PUBLISHED: 00:45 23 June 2005 | UPDATED: 05:57 02 March 2010

A SUFFOLK councillor has denied using racial language – claiming his words came from Star Wars rather than the days of slavery.

Keith Myers-Hewitt, who was elected on to Suffolk County Council in May as a Conservative for Stowmarket, has denied using disrespectful language during a visit to his home town library last July.

A SUFFOLK councillor has denied using racial language – claiming his words came from Star Wars rather than the days of slavery.

Keith Myers-Hewitt, who was elected on to Suffolk County Council in May as a Conservative for Stowmarket, has denied using disrespectful language during a visit to his home town library last July.

He appeared before an Adjudication Panel yesterday after his words were reported by a library assistant.

Ursula Scott, an enquiry officer at the library, told the Panel – meeting at Ufford Park Hotel – that Mr Myers-Hewitt had visited the library shortly after it opened on July 7 last year.

She said he seemed to be rather annoyed because there was a fine to pay on one of his wife's books.

There were few people in the library at the time, but there were two afro-Caribbean men at computer terminals and an Asian couple on two other terminals.

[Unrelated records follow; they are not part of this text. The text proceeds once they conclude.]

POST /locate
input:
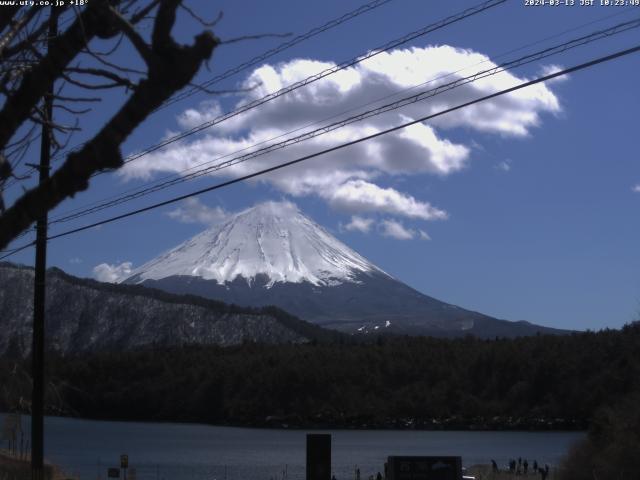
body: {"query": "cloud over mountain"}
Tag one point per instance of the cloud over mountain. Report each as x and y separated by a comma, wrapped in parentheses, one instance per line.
(353, 179)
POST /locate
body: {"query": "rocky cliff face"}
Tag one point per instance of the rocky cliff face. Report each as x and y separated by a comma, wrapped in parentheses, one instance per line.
(85, 315)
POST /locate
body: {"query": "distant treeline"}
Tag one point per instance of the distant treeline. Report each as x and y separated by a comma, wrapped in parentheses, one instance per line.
(534, 382)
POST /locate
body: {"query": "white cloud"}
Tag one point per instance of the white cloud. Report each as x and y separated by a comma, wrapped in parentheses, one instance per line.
(349, 178)
(361, 196)
(112, 273)
(359, 224)
(194, 211)
(423, 235)
(504, 165)
(394, 229)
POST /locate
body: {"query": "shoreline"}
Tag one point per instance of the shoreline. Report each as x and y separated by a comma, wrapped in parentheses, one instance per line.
(399, 425)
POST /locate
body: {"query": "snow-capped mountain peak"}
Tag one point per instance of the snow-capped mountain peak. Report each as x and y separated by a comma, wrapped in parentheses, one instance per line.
(273, 239)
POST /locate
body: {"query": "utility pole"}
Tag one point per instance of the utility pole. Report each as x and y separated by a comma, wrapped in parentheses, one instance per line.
(37, 349)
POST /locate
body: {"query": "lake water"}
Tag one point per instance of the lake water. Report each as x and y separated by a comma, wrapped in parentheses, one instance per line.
(162, 451)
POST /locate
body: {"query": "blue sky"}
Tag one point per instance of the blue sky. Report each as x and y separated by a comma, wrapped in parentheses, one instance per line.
(529, 205)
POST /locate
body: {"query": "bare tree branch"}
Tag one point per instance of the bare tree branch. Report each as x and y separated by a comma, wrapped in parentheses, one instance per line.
(172, 67)
(15, 111)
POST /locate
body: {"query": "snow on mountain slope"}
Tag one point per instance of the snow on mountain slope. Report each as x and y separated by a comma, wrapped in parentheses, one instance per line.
(273, 239)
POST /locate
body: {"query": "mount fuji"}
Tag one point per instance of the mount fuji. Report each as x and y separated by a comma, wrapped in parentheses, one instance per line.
(272, 254)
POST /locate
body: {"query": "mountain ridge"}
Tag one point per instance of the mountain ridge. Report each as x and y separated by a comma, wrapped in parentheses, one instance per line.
(87, 315)
(272, 254)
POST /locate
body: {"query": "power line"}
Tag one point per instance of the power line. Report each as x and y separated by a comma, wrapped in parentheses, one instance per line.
(274, 51)
(586, 39)
(136, 190)
(520, 86)
(264, 56)
(313, 78)
(320, 75)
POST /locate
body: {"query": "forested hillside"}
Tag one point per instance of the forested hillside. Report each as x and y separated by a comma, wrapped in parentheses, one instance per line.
(534, 382)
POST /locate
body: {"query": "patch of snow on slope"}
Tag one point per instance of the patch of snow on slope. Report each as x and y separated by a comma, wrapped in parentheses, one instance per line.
(273, 239)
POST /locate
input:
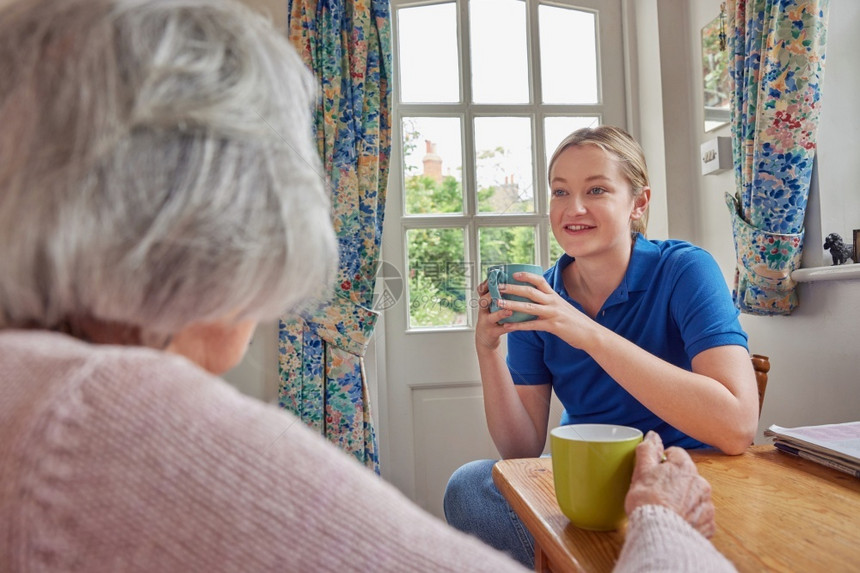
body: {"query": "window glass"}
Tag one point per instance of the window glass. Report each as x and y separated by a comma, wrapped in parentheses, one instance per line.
(427, 54)
(503, 164)
(568, 55)
(438, 277)
(499, 245)
(499, 51)
(432, 165)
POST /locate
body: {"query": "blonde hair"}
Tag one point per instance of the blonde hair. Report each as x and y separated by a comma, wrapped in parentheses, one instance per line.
(621, 146)
(158, 166)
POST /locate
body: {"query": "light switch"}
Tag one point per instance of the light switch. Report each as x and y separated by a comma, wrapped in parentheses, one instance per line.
(716, 155)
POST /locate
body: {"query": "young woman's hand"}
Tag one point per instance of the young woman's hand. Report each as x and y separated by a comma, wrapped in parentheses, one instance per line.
(488, 332)
(554, 314)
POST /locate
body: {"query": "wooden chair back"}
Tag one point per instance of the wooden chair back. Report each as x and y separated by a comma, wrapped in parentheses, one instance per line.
(761, 365)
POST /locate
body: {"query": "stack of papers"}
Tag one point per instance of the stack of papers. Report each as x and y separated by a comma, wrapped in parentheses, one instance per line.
(833, 445)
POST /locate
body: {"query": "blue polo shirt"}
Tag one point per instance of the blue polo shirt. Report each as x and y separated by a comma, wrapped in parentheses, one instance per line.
(673, 302)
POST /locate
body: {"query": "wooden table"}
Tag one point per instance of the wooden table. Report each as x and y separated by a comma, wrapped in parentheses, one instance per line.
(774, 512)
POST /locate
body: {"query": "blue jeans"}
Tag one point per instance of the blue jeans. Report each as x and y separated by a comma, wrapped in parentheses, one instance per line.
(473, 504)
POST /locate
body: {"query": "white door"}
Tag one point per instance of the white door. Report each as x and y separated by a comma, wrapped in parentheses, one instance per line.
(484, 90)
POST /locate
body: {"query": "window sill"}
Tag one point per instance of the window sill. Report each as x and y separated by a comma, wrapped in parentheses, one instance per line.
(846, 271)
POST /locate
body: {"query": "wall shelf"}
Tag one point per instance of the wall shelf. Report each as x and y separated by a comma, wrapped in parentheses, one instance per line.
(846, 271)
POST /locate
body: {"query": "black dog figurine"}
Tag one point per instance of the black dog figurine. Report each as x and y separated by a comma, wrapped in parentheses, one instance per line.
(839, 251)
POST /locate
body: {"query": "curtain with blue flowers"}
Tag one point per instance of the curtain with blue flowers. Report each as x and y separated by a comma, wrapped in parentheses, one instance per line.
(346, 43)
(776, 62)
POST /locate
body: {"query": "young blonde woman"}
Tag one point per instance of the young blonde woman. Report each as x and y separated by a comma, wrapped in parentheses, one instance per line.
(629, 331)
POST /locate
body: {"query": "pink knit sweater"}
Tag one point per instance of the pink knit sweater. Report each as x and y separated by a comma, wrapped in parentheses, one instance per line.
(129, 459)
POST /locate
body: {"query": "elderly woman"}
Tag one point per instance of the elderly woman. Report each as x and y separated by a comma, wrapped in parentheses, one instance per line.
(159, 194)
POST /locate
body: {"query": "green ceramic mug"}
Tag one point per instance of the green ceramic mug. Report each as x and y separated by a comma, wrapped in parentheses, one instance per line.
(592, 465)
(504, 274)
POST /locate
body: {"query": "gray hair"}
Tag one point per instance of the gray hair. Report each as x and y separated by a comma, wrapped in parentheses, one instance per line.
(157, 166)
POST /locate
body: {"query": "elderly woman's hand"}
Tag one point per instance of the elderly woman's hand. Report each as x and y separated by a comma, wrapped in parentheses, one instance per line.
(669, 478)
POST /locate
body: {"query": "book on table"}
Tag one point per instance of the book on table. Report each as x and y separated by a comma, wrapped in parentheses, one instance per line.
(833, 445)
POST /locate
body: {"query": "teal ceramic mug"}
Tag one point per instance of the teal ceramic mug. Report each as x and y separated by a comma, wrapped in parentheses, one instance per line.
(504, 274)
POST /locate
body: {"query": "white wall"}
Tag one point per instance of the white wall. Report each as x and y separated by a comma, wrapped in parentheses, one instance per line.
(815, 365)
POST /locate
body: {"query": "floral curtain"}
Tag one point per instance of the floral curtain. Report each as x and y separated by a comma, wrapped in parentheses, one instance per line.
(776, 62)
(347, 44)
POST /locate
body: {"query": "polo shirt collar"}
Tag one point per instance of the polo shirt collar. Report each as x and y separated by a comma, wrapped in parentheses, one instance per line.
(640, 271)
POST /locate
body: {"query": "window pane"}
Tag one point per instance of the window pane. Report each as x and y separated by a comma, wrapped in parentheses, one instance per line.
(438, 277)
(432, 165)
(427, 50)
(503, 163)
(498, 245)
(566, 78)
(557, 128)
(499, 51)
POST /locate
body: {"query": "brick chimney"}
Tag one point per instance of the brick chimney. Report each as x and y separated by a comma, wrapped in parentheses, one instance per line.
(432, 162)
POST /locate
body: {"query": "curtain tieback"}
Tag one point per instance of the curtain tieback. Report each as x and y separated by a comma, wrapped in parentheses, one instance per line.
(343, 324)
(763, 283)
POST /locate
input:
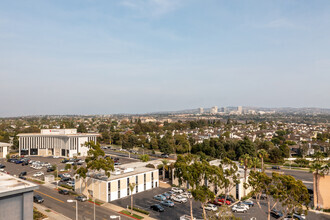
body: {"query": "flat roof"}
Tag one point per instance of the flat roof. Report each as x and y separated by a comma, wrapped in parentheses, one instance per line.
(10, 185)
(125, 170)
(59, 135)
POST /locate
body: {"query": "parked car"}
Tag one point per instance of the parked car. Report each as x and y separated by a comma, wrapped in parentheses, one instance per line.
(179, 199)
(276, 167)
(38, 174)
(177, 190)
(167, 195)
(157, 208)
(50, 169)
(229, 198)
(216, 202)
(239, 209)
(63, 191)
(23, 173)
(211, 207)
(186, 195)
(223, 201)
(167, 203)
(38, 199)
(160, 197)
(276, 213)
(248, 202)
(81, 198)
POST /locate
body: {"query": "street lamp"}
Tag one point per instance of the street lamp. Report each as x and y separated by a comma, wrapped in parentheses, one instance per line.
(71, 200)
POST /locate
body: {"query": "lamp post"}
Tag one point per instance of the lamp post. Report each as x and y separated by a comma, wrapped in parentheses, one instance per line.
(114, 216)
(70, 200)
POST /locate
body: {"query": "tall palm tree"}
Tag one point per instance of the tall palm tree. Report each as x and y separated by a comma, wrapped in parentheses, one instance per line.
(318, 168)
(164, 162)
(246, 162)
(262, 154)
(131, 188)
(255, 162)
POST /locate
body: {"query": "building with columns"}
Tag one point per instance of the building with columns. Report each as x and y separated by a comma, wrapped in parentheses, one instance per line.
(55, 142)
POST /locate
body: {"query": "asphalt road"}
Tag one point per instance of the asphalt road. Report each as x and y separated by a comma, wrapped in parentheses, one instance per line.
(305, 176)
(56, 201)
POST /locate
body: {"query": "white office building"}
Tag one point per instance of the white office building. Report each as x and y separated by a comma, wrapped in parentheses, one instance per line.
(55, 142)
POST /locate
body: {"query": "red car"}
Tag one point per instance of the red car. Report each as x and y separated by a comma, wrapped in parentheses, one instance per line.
(215, 202)
(223, 201)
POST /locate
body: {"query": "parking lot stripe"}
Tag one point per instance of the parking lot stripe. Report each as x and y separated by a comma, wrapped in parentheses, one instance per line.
(49, 196)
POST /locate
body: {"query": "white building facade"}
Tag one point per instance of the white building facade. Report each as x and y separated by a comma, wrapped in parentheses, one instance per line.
(55, 142)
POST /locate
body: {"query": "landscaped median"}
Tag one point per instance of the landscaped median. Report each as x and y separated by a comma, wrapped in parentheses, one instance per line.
(127, 213)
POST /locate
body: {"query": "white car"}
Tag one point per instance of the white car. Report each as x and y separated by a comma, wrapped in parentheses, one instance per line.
(210, 207)
(186, 195)
(239, 209)
(177, 190)
(179, 199)
(242, 205)
(38, 174)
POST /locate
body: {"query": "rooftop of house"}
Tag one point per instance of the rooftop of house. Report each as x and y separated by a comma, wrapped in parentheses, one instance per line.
(11, 185)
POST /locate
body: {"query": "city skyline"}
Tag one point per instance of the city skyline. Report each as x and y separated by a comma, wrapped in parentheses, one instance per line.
(126, 56)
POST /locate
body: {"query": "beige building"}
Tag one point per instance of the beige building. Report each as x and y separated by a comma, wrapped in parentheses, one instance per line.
(4, 149)
(323, 192)
(117, 186)
(55, 142)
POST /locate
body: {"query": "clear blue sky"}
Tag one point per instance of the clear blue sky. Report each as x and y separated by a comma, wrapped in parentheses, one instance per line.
(136, 56)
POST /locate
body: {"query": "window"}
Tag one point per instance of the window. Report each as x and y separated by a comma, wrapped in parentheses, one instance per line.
(128, 186)
(145, 180)
(152, 179)
(118, 189)
(109, 191)
(136, 184)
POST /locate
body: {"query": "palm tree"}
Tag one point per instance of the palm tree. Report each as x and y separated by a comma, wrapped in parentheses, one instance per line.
(165, 162)
(131, 188)
(262, 154)
(246, 162)
(145, 157)
(255, 162)
(318, 168)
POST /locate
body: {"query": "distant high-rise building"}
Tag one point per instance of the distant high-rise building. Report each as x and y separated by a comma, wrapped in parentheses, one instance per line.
(214, 110)
(240, 110)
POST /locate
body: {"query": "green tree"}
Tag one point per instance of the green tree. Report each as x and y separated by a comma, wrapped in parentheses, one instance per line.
(164, 163)
(262, 154)
(203, 195)
(131, 189)
(144, 157)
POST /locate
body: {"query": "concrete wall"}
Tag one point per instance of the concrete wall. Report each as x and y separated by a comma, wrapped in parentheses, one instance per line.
(323, 192)
(17, 207)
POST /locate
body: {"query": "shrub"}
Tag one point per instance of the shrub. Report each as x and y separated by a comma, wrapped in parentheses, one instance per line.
(149, 165)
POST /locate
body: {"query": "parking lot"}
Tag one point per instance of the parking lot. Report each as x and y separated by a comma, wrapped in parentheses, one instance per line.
(145, 199)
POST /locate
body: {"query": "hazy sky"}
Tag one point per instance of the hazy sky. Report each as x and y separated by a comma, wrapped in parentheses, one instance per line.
(136, 56)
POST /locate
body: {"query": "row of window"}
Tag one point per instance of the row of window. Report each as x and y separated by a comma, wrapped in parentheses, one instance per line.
(128, 183)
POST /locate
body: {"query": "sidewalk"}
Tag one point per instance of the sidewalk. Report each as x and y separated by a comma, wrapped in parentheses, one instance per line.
(119, 208)
(52, 215)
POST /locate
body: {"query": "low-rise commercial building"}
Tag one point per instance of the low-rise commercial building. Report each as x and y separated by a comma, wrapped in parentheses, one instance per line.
(16, 198)
(55, 142)
(4, 149)
(322, 194)
(116, 186)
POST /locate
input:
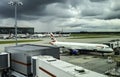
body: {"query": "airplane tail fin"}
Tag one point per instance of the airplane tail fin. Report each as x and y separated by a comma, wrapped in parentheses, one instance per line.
(52, 38)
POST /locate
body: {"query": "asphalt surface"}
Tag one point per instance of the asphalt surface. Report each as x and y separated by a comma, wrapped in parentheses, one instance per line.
(94, 62)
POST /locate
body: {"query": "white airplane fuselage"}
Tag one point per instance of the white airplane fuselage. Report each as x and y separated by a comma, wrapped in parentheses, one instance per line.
(84, 46)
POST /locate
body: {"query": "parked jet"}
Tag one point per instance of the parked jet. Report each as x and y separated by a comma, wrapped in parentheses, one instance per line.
(77, 47)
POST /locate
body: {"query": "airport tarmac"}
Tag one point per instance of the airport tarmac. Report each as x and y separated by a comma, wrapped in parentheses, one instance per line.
(92, 62)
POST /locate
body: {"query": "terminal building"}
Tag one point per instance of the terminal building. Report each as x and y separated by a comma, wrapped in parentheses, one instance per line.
(20, 30)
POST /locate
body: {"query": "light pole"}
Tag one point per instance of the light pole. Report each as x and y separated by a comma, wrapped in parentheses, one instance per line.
(15, 4)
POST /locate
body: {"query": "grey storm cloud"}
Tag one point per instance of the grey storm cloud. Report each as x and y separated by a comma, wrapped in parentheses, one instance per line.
(30, 7)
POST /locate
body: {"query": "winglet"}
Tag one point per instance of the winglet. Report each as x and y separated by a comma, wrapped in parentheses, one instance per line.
(52, 38)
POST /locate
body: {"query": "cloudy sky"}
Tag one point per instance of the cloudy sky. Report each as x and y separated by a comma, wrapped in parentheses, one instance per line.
(66, 15)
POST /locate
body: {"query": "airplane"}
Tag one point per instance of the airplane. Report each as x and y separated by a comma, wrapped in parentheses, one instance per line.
(74, 48)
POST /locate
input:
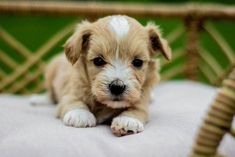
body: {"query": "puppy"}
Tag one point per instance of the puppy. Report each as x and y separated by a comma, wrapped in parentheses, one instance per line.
(107, 74)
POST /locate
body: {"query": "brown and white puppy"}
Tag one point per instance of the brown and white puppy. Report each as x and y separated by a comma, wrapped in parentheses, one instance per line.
(108, 74)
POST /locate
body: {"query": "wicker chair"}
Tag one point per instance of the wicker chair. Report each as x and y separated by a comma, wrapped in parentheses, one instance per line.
(218, 121)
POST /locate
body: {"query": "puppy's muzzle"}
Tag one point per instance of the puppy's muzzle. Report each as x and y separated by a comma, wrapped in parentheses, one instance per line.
(117, 87)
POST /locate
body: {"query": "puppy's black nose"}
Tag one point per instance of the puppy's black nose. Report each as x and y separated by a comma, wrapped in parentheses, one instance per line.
(117, 87)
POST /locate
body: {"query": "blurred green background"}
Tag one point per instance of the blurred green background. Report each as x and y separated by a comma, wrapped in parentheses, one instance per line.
(34, 31)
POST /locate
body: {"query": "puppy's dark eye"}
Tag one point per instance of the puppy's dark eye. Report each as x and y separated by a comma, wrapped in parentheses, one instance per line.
(137, 63)
(99, 61)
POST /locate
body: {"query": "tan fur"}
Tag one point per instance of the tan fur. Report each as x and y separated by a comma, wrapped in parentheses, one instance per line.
(78, 84)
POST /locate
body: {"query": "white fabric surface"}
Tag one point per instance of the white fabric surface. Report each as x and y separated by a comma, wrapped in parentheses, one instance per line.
(176, 112)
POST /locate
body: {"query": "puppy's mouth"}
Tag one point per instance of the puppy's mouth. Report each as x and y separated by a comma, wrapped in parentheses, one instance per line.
(116, 99)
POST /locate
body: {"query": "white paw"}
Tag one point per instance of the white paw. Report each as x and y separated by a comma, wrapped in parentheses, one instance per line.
(124, 125)
(40, 100)
(79, 118)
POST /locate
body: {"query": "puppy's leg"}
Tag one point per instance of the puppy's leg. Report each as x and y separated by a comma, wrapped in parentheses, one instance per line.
(40, 99)
(75, 113)
(130, 121)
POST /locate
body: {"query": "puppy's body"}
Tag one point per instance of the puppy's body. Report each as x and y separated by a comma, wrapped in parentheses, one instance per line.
(112, 72)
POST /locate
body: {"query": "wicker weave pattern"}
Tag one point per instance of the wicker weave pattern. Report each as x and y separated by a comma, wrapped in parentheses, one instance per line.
(218, 121)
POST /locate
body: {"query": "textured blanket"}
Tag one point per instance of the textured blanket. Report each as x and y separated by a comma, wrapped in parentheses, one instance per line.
(176, 113)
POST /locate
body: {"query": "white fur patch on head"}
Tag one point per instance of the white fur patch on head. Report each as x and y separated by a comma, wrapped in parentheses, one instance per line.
(42, 99)
(119, 25)
(124, 125)
(79, 118)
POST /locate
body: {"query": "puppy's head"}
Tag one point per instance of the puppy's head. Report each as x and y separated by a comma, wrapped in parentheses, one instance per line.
(118, 52)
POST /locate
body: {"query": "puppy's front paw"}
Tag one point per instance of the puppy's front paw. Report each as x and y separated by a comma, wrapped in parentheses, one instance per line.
(79, 118)
(124, 125)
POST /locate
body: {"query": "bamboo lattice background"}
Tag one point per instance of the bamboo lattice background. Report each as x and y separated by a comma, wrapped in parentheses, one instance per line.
(192, 59)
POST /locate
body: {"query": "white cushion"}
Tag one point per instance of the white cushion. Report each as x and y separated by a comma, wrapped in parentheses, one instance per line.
(175, 115)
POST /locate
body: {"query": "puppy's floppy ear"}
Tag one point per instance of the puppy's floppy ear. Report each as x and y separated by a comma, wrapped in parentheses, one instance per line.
(78, 43)
(156, 42)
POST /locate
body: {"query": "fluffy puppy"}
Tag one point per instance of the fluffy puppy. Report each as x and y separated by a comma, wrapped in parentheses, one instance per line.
(107, 74)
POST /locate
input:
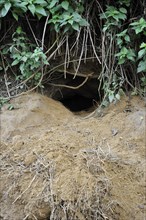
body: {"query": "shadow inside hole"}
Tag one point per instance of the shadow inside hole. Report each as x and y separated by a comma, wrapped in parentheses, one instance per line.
(78, 103)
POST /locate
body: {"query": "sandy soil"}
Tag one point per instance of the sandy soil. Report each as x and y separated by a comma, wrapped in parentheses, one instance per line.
(60, 166)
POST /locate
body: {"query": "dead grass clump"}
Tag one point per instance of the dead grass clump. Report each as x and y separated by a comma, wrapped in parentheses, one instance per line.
(45, 192)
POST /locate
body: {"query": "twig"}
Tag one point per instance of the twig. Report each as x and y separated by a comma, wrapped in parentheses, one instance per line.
(32, 31)
(25, 189)
(44, 31)
(71, 87)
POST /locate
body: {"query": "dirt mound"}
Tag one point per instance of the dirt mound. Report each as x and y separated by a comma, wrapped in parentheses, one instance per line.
(56, 165)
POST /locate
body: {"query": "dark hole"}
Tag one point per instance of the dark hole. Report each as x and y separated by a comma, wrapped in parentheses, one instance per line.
(77, 103)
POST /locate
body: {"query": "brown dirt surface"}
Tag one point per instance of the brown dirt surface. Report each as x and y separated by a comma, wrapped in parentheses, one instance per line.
(60, 166)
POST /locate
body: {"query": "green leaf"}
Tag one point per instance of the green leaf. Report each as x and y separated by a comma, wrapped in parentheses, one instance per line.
(65, 5)
(31, 9)
(42, 2)
(141, 53)
(141, 66)
(123, 10)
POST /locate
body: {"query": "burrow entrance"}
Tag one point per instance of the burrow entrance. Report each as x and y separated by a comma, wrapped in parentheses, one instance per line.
(74, 98)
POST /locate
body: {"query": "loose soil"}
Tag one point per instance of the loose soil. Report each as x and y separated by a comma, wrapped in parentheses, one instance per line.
(61, 166)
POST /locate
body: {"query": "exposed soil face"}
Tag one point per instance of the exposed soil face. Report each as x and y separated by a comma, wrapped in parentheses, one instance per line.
(57, 165)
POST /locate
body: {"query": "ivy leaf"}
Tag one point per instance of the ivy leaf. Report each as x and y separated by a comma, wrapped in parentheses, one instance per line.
(65, 5)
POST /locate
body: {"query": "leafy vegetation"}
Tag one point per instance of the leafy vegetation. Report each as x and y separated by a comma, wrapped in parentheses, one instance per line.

Mrs Scott said Mr Myers-Hewitt glanced towards the people on the computer and said: "Have the aliens landed or is it just an invasion of darkies?"

Under cross-examination from Helen Booth, counsel for Mr Myers-Hewitt, Mrs Scott insisted that was what he said.

Miss Booth suggested the word had been "dark side" in a reference to the Star Wars films.

But Mrs Scott said: "I am absolutely certain those were his words. I was shocked to hear them, especially from someone in his position."

Mr Myers-Hewitt was – and remains – a member of Stowmarket Town Council.

Mrs Scott told her manager, Francis Law, about the incident, and also told her husband who sent a complaint to the town council.

When they failed to get a response they contacted Labour councillor Ron Snell and shortly afterwards the town council took up the complaint.

Mr Myers-Hewitt, 74, a former chairman of the Bury St Edmunds Conservative Association, told the tribunal he would never use the word "darkie."

He felt the library staff had misunderstood him when he visited the library on an earlier occasion and had commented to his wife about how full it had been.

His son, a science fiction enthusiast, was staying with them and he had commented to his wife about the number of people using the computer terminals.

He said: "I said 'have the aliens landed, they've come from the dark side,' meaning the dark side of the moon."

He added, if anyone had felt offended by the comment he would have explained it to them.

Mr Myers-Hewitt accepted he had visited the library on July 7, but he was sure the visit with his wife when he made the comment was in early June while their son was staying with them.

He felt the incident had been picked up for political reasons.

There had been considerable press coverage – including an article in the satirical magazine Private Eye – and he felt that the Labour Party had used it to try to discredit him because they knew he was standing in the county council elections.

He said: "It is interesting that there has been no press coverage about this incident after the elections."

Since being elected to the county council, Mr Myers-Hewitt had received equal opportunity training which had been informative.

He said: "Until then I did not know that you should call people black rather than coloured – I had always thought it was the other way around.

"But I accept that, I don't want to cause any offence."